So I had this incredibly funny post this morning, after talking to the the disability board. I have tried to stay positive today, THEN I read the letter. I am so upset, and feel like my emotions are out of control. Starting at step one.
The letter said, “You may be depressed at times…” Depressed at times. What does that feel like? I would love to be depressed “at times”!! No, I do not have the privilege of being depressed at times. It is a daily battle for me. What was my first instinct when I read that? Go grab my medicines and take them, all of them!! Depressed at times!!
I am so tired of living through all of this crap, having to fight for a moment of peace and solace. Trying to find things that make me happy. Trying to remember where I have been and when I have been there. I am so sick of it. There has to be an end to this.
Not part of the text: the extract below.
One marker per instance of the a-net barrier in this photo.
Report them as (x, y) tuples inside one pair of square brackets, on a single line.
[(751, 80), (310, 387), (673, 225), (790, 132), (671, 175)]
I am so so sorry for laying this out there, but I promised when I started this blog, I would share the good and the bad. This is a really bad day for me. I get knocked down so easily, and kicked and kicked and kicked.
Maybe my problem is because I fight suicide so hard. I fight it with all my might. I see it as something that hurts those I love, maybe that was wrong to tell the mental health professionals. Does that make me not want to do it, not even? Each time I get closer to that fine line that separates sanity and insanity, in those horrible moments that I have to fight. I sometimes wonder if they would not be better off without me here, their pain would hurt, but they would not have to deal with me day in and day out. I hate being crazy.
That’s okay, “I am only depressed at times.” No problem. It is not killing my family every time I call and tell them that I have those feelings. It does not kill them every time they see “her” come out, because it is only “at times”.
Depression was not the only thing on the claim either: migraines, diabetes, high blood pressure, constant anemia, and asthma. That is okay, the government caters to who they want to cater to. They want to kill the rest of us off. I suppose I am on that kill off list.
I am sorry for getting political, but I am extremely upset right now. My lawyer is appealing the case. Most cases are denied the first time, but those words hurt me so bad. Until then, I will continue with my therapy, stay in my ball, and hope that I can make it through one moment at a time, cause one moment seems like a very long time.